Functional Urologic Surgery in Neurogenic and Oncologic Diseases by Antonio Carbone Giovanni Palleschi Antonio Luigi Pastore & Aurel Messas
Author:Antonio Carbone, Giovanni Palleschi, Antonio Luigi Pastore & Aurel Messas
Language: eng
Format: epub
Publisher: Springer International Publishing, Cham
The primary aim of rectal cancer surgery is a curative resection. Even so, quality of life (QoL) may be considered as crucial as life expectancy. In particular, during surgery for rectal cancer, the maintenance of a proper genitourinary function by autonomic nerves preservation has become essential [10].
Nevertheless, even during correct TME with nerve preservation, rates of genitourinary dysfunctions remain high, particularly after abdominal-perineal resection. Before the introduction of TME technique, the incidence of postoperative voiding and sexual dysfunction was unacceptable, with reported rates from 10 to 30 % and 40–60 %, respectively. Recent studies on autonomic nerve preservation during TME have described reduced postoperative rates of voiding and sexual dysfunction in the range of 0–12 % and 10–35 %, respectively [11]. However, the real impact of the problem is probably higher, due to difficulties in conducting exhaustive clinical studies on this matter.
The COLOR II randomized trial, published in 2014 [12], compared genitourinary dysfunction after laparoscopic versus open surgery for rectal cancer. The evaluation of outcomes was made with the administration of QLQ-CR38 questionnaire before surgery and after 4 weeks, 6, 12, and 24 months. Among 617 patients enrolled (all with single rectal carcinoma located within 15 cm from the anal verge in a 2:1 ratio/randomization of laparoscopic to open), only 385 completed this phase of trial, thus confirming the difficulty to conduct functional evaluations in such patients. Genitourinary function was altered after 4 weeks in both groups (patients with a single rectal cancer within 15 cm from the anal verge), even if without significant differences. After 12 months, slight improvement in sexual function was observed. The erectile dysfunction, observed in 64.5 % of patients treated by laparoscopy and 55.6 % of patients treated by open access, worsened at 81.1 % and 80.5 %, respectively, 4 weeks after surgery and 76.3 and 75.5 % after 12 months (with no significant difference between the two groups).
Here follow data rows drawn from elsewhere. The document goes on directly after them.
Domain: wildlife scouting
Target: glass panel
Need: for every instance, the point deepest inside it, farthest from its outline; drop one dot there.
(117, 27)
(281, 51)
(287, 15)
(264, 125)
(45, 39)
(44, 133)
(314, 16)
A recent meta-analysis reported controversial results of laparoscopic versus open surgery. In fact, while some studies reported similar functional results (9.5 % of cases with postoperative erectile dysfunction and 3.1 % of cases with late bladder dysfunction), others report worse results in laparoscopic approach than open surgery (increase of impotence or retrograde ejaculation) [13]. Hence, it remains unclear whether a mini-invasive approach may affect genitourinary function more than open surgery, as these results may be due to limited available data or different criteria of analysis.
Urinary and sexual damage can be attributed to somatic and autonomic pelvic nerve injury during surgery. However, analyzing the functional outcomes after laparoscopic TME, we should consider that they may be biased by the multimodal therapy (preoperative chemotherapy and radiotherapy) employed in these patients and not only be directly caused only by the intraoperative preservation of the anatomy. Contin [14] compares late functional outcomes following preoperative neoadjuvant radiotherapy (RT) or combined chemoradiotherapy (CRT) plus surgery or surgery alone in the treatment of rectal cancer. This study highlighted that CRT negatively affects sexual functionality and concludes that the potential benefits of RT or CRT need to be balanced against the risk of increased genitourinary dysfunctions, independently of the surgical technique used.